Sur le plan formel, À nous la liberté partage beaucoup de points communs avec l'autre film que René Clair a réalisé également en 1931, Le Million. Ils peuvent tous se regrouper sous l'ombre du cinéma muet qui plane sur eux, à savoir un registre comique qui fait passer l'essentiel de sa charge par des gags visuels (au travers notamment de la répétition de motifs et la multiplication de quiproquos) et une transition vers le cinéma parlant pas encore tout à fait opérationnelle (le film peut s'apparenter à une succession de scènes muettes et de scènes parlantes qui s'articulent entre elles avec plus ou moins de fluidité). Mais là où Le Million concentrait tout son intérêt dans une suite burlesque de péripéties imbriquées les unes dans les autres avec le protagoniste à la poursuite d'un veston contenant un ticket gagnant changeant sans cesse de propriétaire, À nous la liberté étonne par son récit d'une amitié à tendance anarchiste.
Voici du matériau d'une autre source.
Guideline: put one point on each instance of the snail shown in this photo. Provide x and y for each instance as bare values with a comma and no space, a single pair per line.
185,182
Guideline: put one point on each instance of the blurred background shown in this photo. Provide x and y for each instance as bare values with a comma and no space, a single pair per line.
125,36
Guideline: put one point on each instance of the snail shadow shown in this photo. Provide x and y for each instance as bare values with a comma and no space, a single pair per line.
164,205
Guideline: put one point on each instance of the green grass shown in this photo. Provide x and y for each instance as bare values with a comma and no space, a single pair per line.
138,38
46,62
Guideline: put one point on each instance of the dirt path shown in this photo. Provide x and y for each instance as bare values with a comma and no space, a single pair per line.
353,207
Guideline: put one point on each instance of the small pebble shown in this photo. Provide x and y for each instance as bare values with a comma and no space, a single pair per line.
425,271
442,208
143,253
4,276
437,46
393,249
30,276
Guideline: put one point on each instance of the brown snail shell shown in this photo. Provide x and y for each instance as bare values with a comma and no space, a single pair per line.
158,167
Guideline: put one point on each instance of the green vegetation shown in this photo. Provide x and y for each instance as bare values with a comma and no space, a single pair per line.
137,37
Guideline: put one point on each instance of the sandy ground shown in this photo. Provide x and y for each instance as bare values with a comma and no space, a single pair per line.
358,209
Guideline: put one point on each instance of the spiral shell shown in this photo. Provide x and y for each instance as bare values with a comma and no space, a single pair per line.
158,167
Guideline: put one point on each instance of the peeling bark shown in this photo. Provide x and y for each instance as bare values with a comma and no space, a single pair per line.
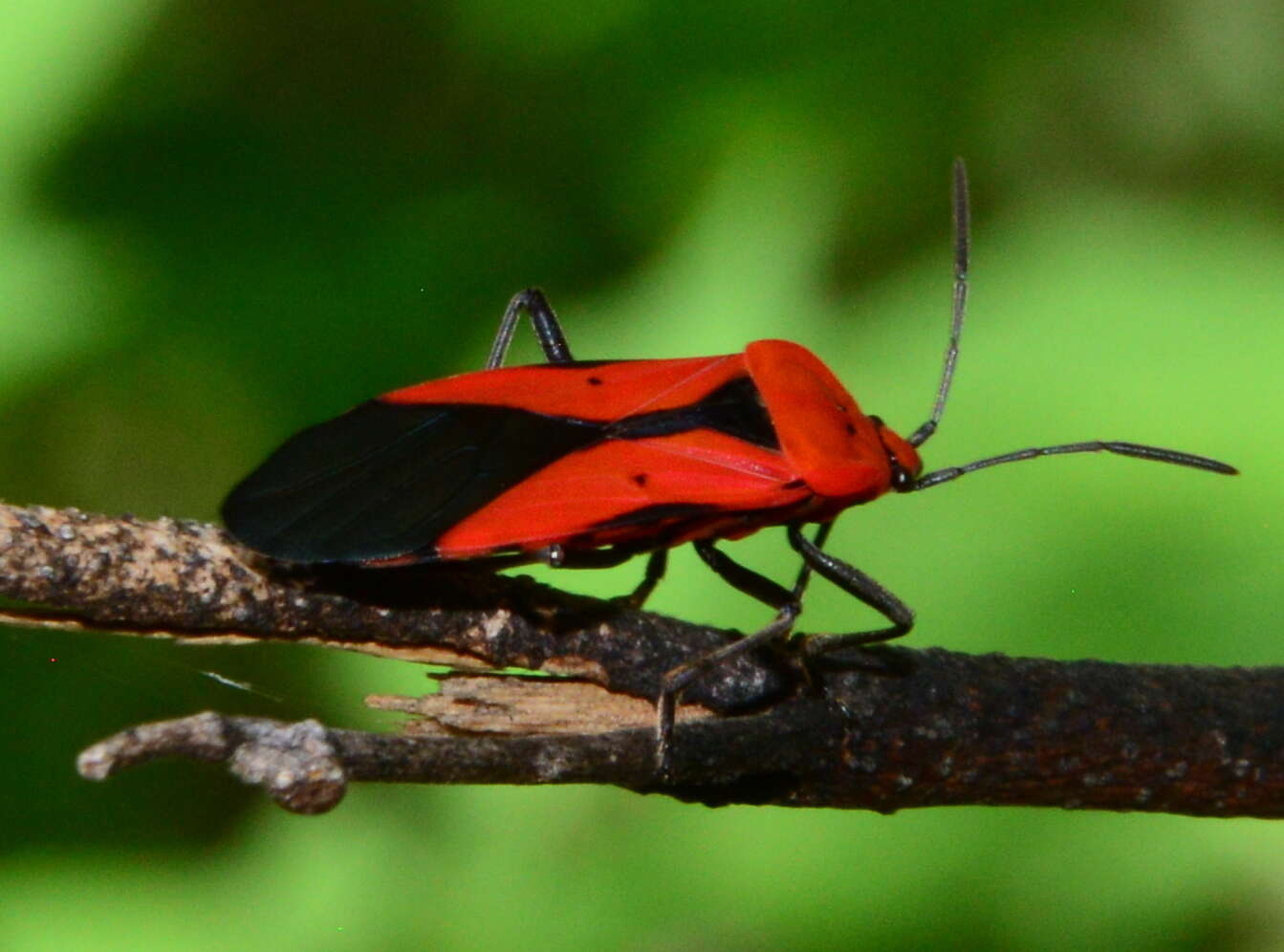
881,729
En résumé, le message (si message il devait y avoir) est quand même une ode à la jouissance débarrassée de toute contrainte, loin du travail aliénant et loin du pouvoir corrupteur de l'argent. Le récit de l'évasion de deux détenus condamnés aux travaux forcés se fait dans le premier temps de l'introduction sous la forme d'une narration issue du cinéma muet, tout en clins d'œil et en bruitages. Le premier qui parvient à s'évader deviendra au fil des ans le grand directeur d'une usine fabriquant des horloges, quand le hasard et un arc narratif romantique (avec toutes les composantes désuètes que l'on peut imaginer, pour le meilleur comme pour le pire) placera le second évadé à l'autre bout de la hiérarchie, directement en prise avec la chaîne de production. Plusieurs choses sont frappantes à ce niveau, à commencer sur un plan mineur par le parallèle établi entre le travail forcé dans la prison (les détenus sont contraints de fabriquer des jouets) et le travail à l'usine dont le caractère répétitif et abrutissant est immédiatement dénoncé. Les décors sont très semblables, la chaîne de production à l'usine rappelle la longue table de la prison, et certains acteurs jouent des rôles dans les deux situations pour entériner le dialogue entre les deux mondes. De manière plus frappante encore, À nous la liberté peut sur ce registre critique se concevoir comme une source d'inspiration majeure pour Chaplin lorsqu'il réalisera 5 ans plus tard Les Temps modernes — les producteurs voudront d'ailleurs lui intenter un procès pour plagiat, chose que René Clair refusa et qu'il prit davantage comme un hommage et un compliment.

Il y a beaucoup de facilités dans la résolution du nœud principal, lorsque la société réalise la véritable identité du chef d'entreprise ex-prisonnier, et que ce dernier sa lance dans un grand discours libertaire au cours duquel il confie les clés de l'usine aux employés afin que ces derniers profitent de l'automatisation de la chaîne de production pour aller prendre du bon temps — un discours et une utopie qui conservent une bonne part de modernité au passage. Mais la satire du travail à la chaîne, au travers d'une esthétique presque totalitaire dans l'usine, allège grandement la lourdeur du burlesque suranné (et des aspects ayant trait à la comédie musicale) par ses frasques anarchisantes et par son final débordant de naïveté joyeuse qui refuse toutes les formes d'autorité.